At the level of structural-direction jurisprudence, Public Interest Foundation — read with Rambabu Singh Thakur and Brajesh Singh — demonstrates the use of Article 32 continuing-mandamus to operationalise constitutional rights in the absence of legislative action. The model is recognisably the Vineet Narain model, applied to a different institutional field. The Court issues structural directions; the directions are refined over successive hearings as their adequacy is assessed; non-compliance is enforced through contempt. The institutional posture is supervisory rather than adjudicatory.

At the level of the criminalisation-of-politics framework, Public Interest Foundation identifies and stabilises the constitutional response. Within the existing constitutional architecture, the response is disclosure-and-transparency; the deeper response — charge-framing-based disqualification — is for Parliament. The framework has organised the subsequent jurisprudence and the pending challenges, including the Ashwini Kumar Upadhyay v. Union of India line on lifetime bars on convicted persons and on special MP/MLA courts. The framework is, in Public Interest Foundation's own framing, an interim institutional architecture in waiting for legislative completion.

What practitioners take from Public Interest Foundation

For the constitutional and election-law bar, Public Interest Foundation remains live in four operational respects.

Disqualification additions require legislative action.
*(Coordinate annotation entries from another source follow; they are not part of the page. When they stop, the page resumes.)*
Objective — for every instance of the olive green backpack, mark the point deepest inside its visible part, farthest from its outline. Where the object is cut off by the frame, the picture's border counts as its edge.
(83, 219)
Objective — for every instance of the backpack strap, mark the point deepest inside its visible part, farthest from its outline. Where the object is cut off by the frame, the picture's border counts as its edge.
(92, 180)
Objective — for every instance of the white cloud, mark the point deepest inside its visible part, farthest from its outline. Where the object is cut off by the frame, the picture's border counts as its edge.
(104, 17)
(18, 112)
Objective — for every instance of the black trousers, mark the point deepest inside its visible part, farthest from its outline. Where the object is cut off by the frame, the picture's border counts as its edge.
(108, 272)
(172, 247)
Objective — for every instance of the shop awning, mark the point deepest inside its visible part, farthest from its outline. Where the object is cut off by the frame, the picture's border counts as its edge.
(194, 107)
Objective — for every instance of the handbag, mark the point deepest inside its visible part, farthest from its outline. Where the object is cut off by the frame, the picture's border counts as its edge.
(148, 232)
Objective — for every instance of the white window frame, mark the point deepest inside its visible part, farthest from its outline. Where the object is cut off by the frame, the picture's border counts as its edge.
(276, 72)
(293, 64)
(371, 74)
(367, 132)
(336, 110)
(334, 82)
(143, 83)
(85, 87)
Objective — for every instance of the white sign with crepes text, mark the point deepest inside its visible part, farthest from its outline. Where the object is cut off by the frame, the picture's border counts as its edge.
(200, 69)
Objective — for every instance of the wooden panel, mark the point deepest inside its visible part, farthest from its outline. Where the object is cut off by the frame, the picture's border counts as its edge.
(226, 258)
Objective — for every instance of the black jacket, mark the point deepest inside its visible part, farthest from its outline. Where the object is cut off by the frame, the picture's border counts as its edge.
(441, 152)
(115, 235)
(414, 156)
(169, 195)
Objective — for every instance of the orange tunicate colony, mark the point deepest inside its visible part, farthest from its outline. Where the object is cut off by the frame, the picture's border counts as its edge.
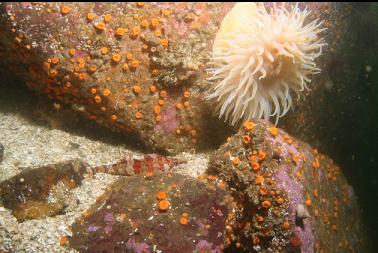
(97, 71)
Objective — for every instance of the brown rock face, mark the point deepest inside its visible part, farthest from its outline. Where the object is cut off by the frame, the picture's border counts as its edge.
(135, 68)
(289, 197)
(138, 69)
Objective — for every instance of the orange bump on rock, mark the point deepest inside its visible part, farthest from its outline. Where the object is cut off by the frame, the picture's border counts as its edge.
(246, 139)
(63, 240)
(65, 9)
(236, 160)
(154, 22)
(266, 204)
(104, 50)
(273, 131)
(138, 115)
(137, 89)
(179, 106)
(255, 166)
(249, 125)
(107, 18)
(116, 57)
(130, 56)
(114, 117)
(163, 205)
(97, 99)
(153, 88)
(286, 225)
(120, 31)
(161, 195)
(122, 216)
(164, 42)
(157, 109)
(183, 220)
(106, 92)
(72, 52)
(91, 16)
(100, 25)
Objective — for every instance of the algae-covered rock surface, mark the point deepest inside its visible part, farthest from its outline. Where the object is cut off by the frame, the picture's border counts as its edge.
(290, 197)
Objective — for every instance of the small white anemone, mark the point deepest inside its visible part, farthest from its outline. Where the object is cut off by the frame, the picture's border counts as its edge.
(259, 56)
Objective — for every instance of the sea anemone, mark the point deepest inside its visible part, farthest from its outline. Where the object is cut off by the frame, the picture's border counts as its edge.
(259, 56)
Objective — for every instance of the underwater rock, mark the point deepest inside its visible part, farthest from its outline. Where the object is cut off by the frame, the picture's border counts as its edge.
(289, 197)
(136, 68)
(36, 193)
(1, 152)
(164, 213)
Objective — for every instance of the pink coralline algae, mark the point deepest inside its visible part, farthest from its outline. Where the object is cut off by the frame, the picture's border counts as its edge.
(129, 218)
(295, 192)
(169, 121)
Counsel framing a constitutional challenge that depends on the addition of a disqualification beyond Section 8 and Section 8A of the 1951 Act faces a Public Interest Foundation hurdle. The hurdle is the cumulative restatement — Manoj Narula plus Public Interest Foundation — of the legislative-competence proposition. The path forward is parliamentary, not judicial.
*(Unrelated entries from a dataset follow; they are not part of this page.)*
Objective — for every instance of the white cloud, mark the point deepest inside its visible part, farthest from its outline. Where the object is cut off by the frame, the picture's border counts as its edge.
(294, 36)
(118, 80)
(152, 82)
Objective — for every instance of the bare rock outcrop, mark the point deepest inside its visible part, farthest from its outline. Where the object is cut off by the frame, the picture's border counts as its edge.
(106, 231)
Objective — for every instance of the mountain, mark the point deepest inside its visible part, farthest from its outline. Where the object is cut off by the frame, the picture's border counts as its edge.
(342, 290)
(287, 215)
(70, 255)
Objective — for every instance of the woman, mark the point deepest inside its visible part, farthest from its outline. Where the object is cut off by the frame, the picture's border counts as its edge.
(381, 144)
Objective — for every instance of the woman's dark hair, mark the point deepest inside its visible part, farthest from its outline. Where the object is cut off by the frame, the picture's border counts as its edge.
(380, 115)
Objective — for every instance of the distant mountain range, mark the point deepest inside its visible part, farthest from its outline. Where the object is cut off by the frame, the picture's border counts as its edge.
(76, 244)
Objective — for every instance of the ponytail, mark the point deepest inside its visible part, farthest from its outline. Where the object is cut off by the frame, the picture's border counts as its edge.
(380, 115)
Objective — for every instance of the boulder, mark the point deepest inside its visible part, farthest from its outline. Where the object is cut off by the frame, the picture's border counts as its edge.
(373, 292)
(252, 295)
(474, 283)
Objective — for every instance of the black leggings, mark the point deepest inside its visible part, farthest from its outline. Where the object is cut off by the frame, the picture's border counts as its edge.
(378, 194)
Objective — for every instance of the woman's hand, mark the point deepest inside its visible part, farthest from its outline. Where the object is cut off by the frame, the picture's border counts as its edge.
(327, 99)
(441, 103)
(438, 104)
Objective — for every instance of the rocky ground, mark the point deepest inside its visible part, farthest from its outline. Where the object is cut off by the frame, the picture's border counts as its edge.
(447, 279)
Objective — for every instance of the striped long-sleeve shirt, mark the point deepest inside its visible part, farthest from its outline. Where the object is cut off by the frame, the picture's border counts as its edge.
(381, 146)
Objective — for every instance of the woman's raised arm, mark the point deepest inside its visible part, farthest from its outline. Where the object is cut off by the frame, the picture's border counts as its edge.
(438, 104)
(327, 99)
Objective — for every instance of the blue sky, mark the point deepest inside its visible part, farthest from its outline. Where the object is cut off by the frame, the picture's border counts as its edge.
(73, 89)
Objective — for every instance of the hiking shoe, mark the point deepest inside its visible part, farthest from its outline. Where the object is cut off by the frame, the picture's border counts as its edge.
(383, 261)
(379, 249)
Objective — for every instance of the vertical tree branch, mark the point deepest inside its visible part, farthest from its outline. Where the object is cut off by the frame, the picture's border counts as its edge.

The disclosure-and-publicity directions are binding and contemnable. Candidates and political parties operate under a binding set of directions on Form 26 disclosure, party-website publication, 48-hour publication of selected candidates, and three-times post-nomination publicity. Non-compliance is contemnable on the Brajesh Singh line. Counsel advising candidates and parties should treat the directions as having statutory effect.
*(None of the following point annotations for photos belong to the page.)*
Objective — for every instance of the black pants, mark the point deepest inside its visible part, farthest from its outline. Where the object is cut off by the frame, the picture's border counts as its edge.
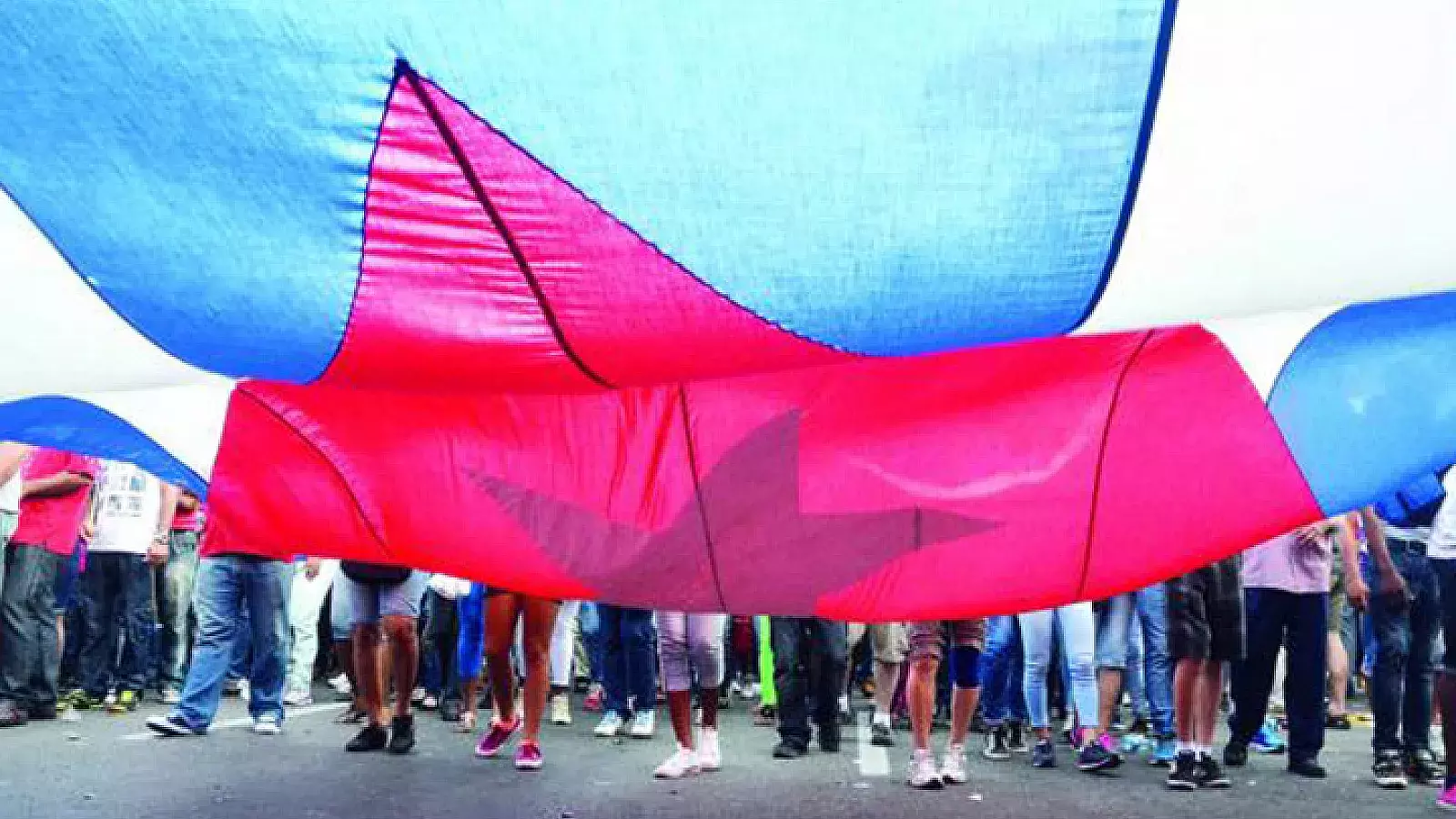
(1295, 622)
(826, 644)
(29, 654)
(116, 588)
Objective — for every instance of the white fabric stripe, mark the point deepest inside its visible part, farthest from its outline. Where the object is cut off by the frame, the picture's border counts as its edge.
(1263, 344)
(56, 334)
(1300, 157)
(182, 420)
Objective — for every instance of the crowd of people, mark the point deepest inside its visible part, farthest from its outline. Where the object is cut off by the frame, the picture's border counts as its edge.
(106, 601)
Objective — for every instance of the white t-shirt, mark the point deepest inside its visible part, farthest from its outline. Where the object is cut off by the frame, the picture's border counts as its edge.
(127, 508)
(1443, 530)
(11, 494)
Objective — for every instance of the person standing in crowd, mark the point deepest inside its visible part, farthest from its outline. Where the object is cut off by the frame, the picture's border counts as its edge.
(888, 643)
(133, 521)
(1079, 649)
(12, 458)
(1004, 704)
(1205, 632)
(538, 618)
(692, 643)
(795, 642)
(310, 588)
(1405, 617)
(385, 601)
(630, 678)
(55, 503)
(928, 647)
(174, 593)
(1149, 608)
(562, 649)
(1441, 552)
(1286, 599)
(226, 584)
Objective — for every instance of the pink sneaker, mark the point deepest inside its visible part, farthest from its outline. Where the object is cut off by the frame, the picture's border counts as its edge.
(495, 739)
(529, 756)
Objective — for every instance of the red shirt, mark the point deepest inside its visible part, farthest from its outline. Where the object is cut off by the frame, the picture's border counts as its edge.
(55, 522)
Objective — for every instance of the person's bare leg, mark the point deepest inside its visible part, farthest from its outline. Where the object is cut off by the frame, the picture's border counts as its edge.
(921, 700)
(681, 710)
(1110, 691)
(369, 694)
(539, 620)
(963, 707)
(1186, 688)
(404, 651)
(500, 632)
(1208, 694)
(1339, 675)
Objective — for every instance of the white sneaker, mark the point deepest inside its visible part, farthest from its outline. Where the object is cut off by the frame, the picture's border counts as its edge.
(953, 770)
(683, 763)
(298, 698)
(710, 755)
(922, 771)
(644, 724)
(560, 710)
(611, 724)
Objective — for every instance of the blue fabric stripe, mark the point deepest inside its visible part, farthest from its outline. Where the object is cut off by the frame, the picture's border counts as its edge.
(888, 179)
(76, 426)
(1368, 399)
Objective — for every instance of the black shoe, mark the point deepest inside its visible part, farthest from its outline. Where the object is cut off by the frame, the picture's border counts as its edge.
(880, 736)
(402, 734)
(370, 738)
(12, 714)
(1388, 770)
(1184, 774)
(1420, 765)
(1210, 774)
(788, 749)
(829, 739)
(1307, 768)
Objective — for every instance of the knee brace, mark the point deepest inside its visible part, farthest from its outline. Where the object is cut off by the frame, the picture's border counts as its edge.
(966, 666)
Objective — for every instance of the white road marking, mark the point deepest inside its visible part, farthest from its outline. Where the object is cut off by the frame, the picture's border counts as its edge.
(874, 761)
(248, 722)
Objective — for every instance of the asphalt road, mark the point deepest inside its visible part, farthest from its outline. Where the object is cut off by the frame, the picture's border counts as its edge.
(109, 768)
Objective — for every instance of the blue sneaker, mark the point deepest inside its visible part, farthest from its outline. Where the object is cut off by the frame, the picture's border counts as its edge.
(1165, 753)
(1269, 739)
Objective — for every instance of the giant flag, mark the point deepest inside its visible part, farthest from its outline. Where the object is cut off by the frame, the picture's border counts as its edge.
(864, 309)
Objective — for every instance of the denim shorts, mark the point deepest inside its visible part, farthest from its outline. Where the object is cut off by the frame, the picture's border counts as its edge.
(369, 602)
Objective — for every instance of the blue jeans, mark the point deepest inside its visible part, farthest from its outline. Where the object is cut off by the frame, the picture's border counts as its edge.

The selection-reasons requirement is the operative supplement. The Rambabu Singh Thakur requirement that parties publish the reasons for selecting candidates with criminal antecedents — tied to candidate qualifications rather than to winnability — is the operative supplement to the bare disclosure regime. Counsel advising parties should ensure that the selection reasons are substantively articulated, not boilerplate.

The framework is interim. The Court has articulated the disclosure-and-publicity framework as the maximum the Court can do under the existing constitutional architecture. The legislative completion of the framework — through a charge-framing-based disqualification, through special MP/MLA courts for time-bound trials, through lifetime bars on convicted persons — remains a pending agenda. Constitutional challenges to legislative additions in this field, when they come, will be questions of legislative competence and proportionality rather than questions of judicial supplementation.